Charles Olson to Robin Blaser

13


 

 [undated letter – possibly early April 1959]

 

Dear Robin:  Miss you very much. But then also don't, in the exact sense it always feels as tho you are extremely kin--going abt yr own biz, so the next time we do see each other we are going on fr there. Delicious. And rare (?)

Again, I come to you with a technical question; and one which has rattled in my head a long time (like that TRAUMBUCH I may have told you abt, which I proposed to Harry Murray ((there, still head I think, of the Psych Clinic on the street Grolier's on the top corner of--down it, a way)): that we make a 'dictionary' of dream objects words etc, including archetype situations (equals 'myths'?)

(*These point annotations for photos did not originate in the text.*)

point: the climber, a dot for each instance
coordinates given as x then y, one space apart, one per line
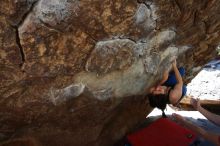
210 136
170 90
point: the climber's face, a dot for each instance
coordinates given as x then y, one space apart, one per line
158 90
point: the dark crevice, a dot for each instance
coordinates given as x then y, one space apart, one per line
94 40
49 26
178 5
20 47
16 28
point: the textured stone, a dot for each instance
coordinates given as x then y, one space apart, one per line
76 72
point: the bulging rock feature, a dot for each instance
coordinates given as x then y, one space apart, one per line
62 95
76 72
145 16
112 55
56 12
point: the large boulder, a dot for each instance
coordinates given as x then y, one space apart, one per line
76 72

The OTHER great missing tool, is a NEW dictionary of ROOTS. That is, with Webster-Oxford plus Harper's Latin and Liddell-Scott's Greek, say, one can dig behind and down along the path of any word has any such 'history'--the Indo-European possibility at least. Ending: Sanskrit.

OK. But since the great I9th century DICTIONARY WORK, Hittite has been discovered, and such crazy people as those Rudolph Steiner-ites (I am thinking of Wedler's, I believe the guy's name is, his "One Language Source of All Tongues", no less!

I love it; and there's some truth in it. Which brings me to MY QUESTION: wld any of those 'knowing' people about there, whom you might ask, advise WHETHER THERE IS ANY NEW WORK WHICH BRINGS THESE root QUESTIONS within the range of discoveries of the past 75 to 100 YEARS??????

I don't mean on a discursive level but on as firm (with 'probables') as ANY OF THE ABOVE DICTIONARIES???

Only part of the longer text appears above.